What asset classes and sectors will benefit the most from weaker dollar?
Much has been made of gold’s run-up in 2020. The asset has posted very strong returns year to date (up more than 25%), with much of the run-up taking place since equity markets hit lows in late March. But gold is considered a “safe-haven asset”, or one that has greater demand during periods of uncertainty. While gold is one of the better hedges against dollar depreciation, investors should recall that gold has a number of flaws. These include:
- Gold is a “store of value” and does not produce income like a bond does.
- Gold is not a “productive asset” and will not provide an opportunity for growth like equities do.

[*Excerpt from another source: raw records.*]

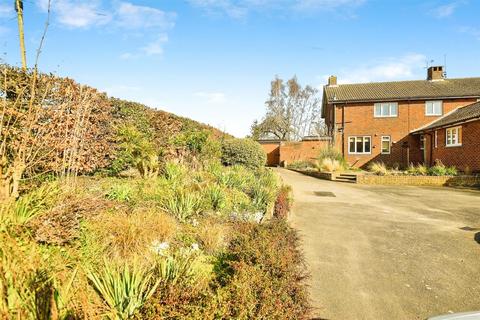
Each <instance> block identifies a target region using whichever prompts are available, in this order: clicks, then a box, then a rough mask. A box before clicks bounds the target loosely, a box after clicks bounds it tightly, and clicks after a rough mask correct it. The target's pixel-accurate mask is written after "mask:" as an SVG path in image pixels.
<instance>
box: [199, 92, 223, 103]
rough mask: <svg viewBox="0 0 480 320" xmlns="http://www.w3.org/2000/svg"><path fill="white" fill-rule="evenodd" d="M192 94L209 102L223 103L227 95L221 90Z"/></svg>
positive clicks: (202, 92) (210, 102)
mask: <svg viewBox="0 0 480 320" xmlns="http://www.w3.org/2000/svg"><path fill="white" fill-rule="evenodd" d="M194 96H195V97H198V98H201V99H203V100H205V101H206V102H207V103H210V104H223V103H225V102H227V96H226V95H225V93H222V92H196V93H195V94H194Z"/></svg>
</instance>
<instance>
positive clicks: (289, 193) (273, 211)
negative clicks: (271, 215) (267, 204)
mask: <svg viewBox="0 0 480 320" xmlns="http://www.w3.org/2000/svg"><path fill="white" fill-rule="evenodd" d="M291 194H292V187H291V186H287V185H283V186H282V187H281V188H280V190H279V191H278V194H277V199H276V200H275V205H274V209H273V216H274V217H275V218H279V219H286V218H287V217H288V213H289V212H290V207H291V204H292V197H291Z"/></svg>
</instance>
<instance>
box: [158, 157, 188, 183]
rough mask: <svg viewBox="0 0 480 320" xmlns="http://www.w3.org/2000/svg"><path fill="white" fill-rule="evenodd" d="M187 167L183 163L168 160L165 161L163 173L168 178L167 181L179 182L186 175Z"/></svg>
mask: <svg viewBox="0 0 480 320" xmlns="http://www.w3.org/2000/svg"><path fill="white" fill-rule="evenodd" d="M186 171H187V170H186V168H185V167H183V166H182V165H180V164H178V163H175V162H171V161H169V162H167V163H165V165H164V167H163V169H162V173H163V175H164V177H165V179H167V181H169V182H171V183H172V184H178V183H179V182H181V181H182V180H183V179H184V177H185V175H186Z"/></svg>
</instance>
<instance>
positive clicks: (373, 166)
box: [368, 162, 390, 176]
mask: <svg viewBox="0 0 480 320" xmlns="http://www.w3.org/2000/svg"><path fill="white" fill-rule="evenodd" d="M368 169H369V170H370V172H372V173H374V174H376V175H378V176H386V175H388V174H389V173H390V171H389V170H388V168H387V166H386V165H385V163H383V162H372V163H371V164H370V165H369V166H368Z"/></svg>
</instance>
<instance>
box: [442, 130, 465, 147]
mask: <svg viewBox="0 0 480 320" xmlns="http://www.w3.org/2000/svg"><path fill="white" fill-rule="evenodd" d="M461 128H462V127H461V126H457V127H451V128H447V129H445V147H460V146H461V145H462V143H461V142H460V130H461Z"/></svg>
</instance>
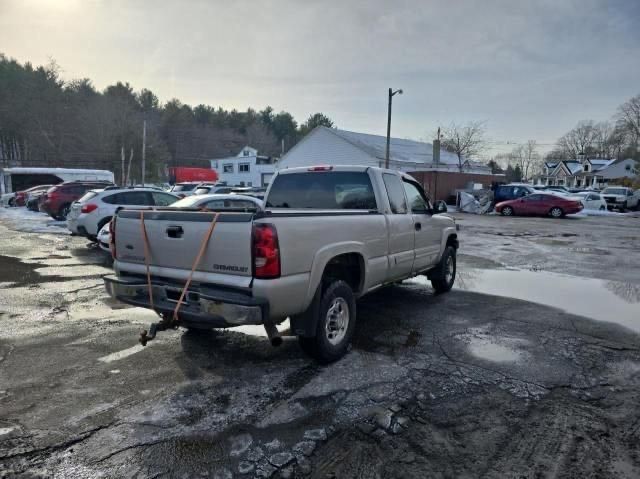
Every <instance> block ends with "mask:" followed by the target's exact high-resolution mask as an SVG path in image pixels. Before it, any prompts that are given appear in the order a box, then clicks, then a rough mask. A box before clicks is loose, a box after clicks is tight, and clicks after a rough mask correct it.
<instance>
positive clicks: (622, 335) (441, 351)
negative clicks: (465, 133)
mask: <svg viewBox="0 0 640 479" xmlns="http://www.w3.org/2000/svg"><path fill="white" fill-rule="evenodd" d="M455 216H456V217H457V219H458V221H459V224H460V225H461V230H460V239H461V248H460V257H459V278H458V285H459V287H458V288H457V289H455V290H454V291H452V292H451V293H449V294H446V295H442V296H434V295H433V294H432V290H431V288H430V287H428V286H427V284H426V283H425V282H424V281H422V280H421V279H420V278H416V279H414V280H410V281H406V282H405V283H404V284H403V285H399V286H394V287H390V288H386V289H384V290H382V291H379V292H377V293H376V294H373V295H371V296H370V297H367V298H365V299H363V300H362V301H361V302H360V303H359V305H358V308H359V310H358V318H359V323H358V328H357V332H356V339H355V341H354V345H353V349H352V351H351V352H350V353H349V354H348V355H347V356H346V357H345V358H344V359H343V360H341V361H339V362H338V363H335V364H333V365H330V366H326V367H321V366H318V365H316V364H314V363H313V362H312V361H310V360H309V359H308V358H306V357H305V356H304V355H303V354H302V352H301V351H300V349H299V348H298V345H297V342H296V340H295V338H285V342H284V345H283V346H282V347H280V348H277V349H274V348H272V347H271V346H270V345H269V343H268V341H267V339H266V337H265V336H264V334H263V333H262V331H260V328H246V329H244V330H241V331H231V330H230V331H217V332H211V333H200V334H197V333H196V334H194V333H185V332H184V331H182V330H176V331H169V332H165V333H161V335H160V336H159V338H158V339H157V340H155V341H153V342H152V343H150V345H149V346H147V347H146V348H143V347H141V346H139V345H137V334H138V331H139V329H140V328H141V327H143V326H146V325H147V324H148V323H149V322H151V321H153V319H154V318H153V314H152V313H150V312H148V311H146V310H140V309H137V308H130V307H126V306H123V305H120V304H116V303H114V302H113V301H111V300H110V299H109V298H108V297H107V296H106V295H105V293H104V290H103V287H102V282H101V276H102V275H104V274H107V273H108V272H109V271H110V265H109V259H108V257H107V255H106V254H105V253H103V252H101V251H100V250H96V249H94V248H87V245H86V241H84V240H82V239H79V238H77V237H70V236H68V235H66V234H65V231H64V229H63V228H62V227H60V225H59V224H56V223H55V222H50V221H48V220H46V219H45V218H44V217H43V216H41V215H35V214H34V215H28V216H25V215H22V216H20V215H18V214H17V213H16V211H15V210H0V477H2V476H4V475H6V476H12V475H23V476H26V477H32V476H43V477H52V476H55V477H73V478H77V477H86V478H95V477H113V478H122V477H131V478H147V477H211V478H215V477H219V478H227V477H236V476H238V477H313V478H323V479H324V478H331V477H335V478H343V477H345V478H346V477H349V478H351V477H356V478H372V477H402V478H424V477H478V476H481V477H496V478H498V477H500V478H501V477H525V478H529V477H531V478H533V477H576V478H582V477H628V478H634V477H639V476H640V451H639V449H638V444H640V410H639V409H638V404H640V394H639V393H640V274H639V273H638V272H639V271H640V254H638V251H640V217H639V216H638V215H637V214H636V215H627V216H624V217H622V216H610V217H609V216H607V217H589V218H567V219H562V220H551V219H543V218H502V217H498V216H471V215H462V214H456V215H455ZM528 300H533V301H535V302H531V301H528Z"/></svg>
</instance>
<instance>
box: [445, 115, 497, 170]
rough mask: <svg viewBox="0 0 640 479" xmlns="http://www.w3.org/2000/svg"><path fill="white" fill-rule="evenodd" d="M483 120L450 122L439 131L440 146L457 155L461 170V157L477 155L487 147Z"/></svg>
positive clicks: (485, 148) (458, 165) (461, 162)
mask: <svg viewBox="0 0 640 479" xmlns="http://www.w3.org/2000/svg"><path fill="white" fill-rule="evenodd" d="M485 133H486V127H485V122H484V121H470V122H469V123H466V124H464V125H462V124H457V123H451V124H450V125H449V127H448V128H444V129H443V130H442V132H441V137H442V147H443V148H444V149H445V150H447V151H450V152H451V153H455V154H456V155H457V157H458V168H459V169H460V171H462V158H463V157H466V158H469V157H471V156H474V155H478V154H479V153H481V152H482V151H484V150H485V149H486V147H487V141H486V138H485Z"/></svg>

- Gold can be just as volatile as equities are, but has historically posted annualized returns that are similar to cash.
Gold Spot Price
Furthermore, gold has recently breached its all-time high. Considering that gold is not a “productive asset” and does not produce income, it is probable that the upside from its current level is not as high as many may believe.
Although the asset class may have more room to run, investors looking to hedge against dollar weakness have other investment options that do have the ability to produce income, provide opportunities for growth, or both.
Asset classes that outperform during periods of dollar weakness?
In general, commodities have historically been the strongest outperformer during periods of dollar weakness. In addition to precious metals like gold, agricultural and energy based commodities typically perform well as the dollar falls in value. But, investors should remember that commodities are not the only way to take advantage of a weaker dollar. The table below highlights asset classes that typically outperform during a period of sustained dollar weakness.
Like most investment assets, the US dollar goes through cycles of relative strength and relative weakness. Also like most investment assets, relative value is often based on the expected growth rates of important macroeconomic variables.
Since the financial crisis, the dollar has been relatively strong compared to most currencies. The dollar is one of the major currencies that is considered a “safe haven” and will strengthen if global economic growth expectations decline. But, if global growth continues to move in the right direction, the dollar may continue its current downward trend. There are many investment assets that will outperform as the dollar weakens, all of which should be included in a well-diversified portfolio.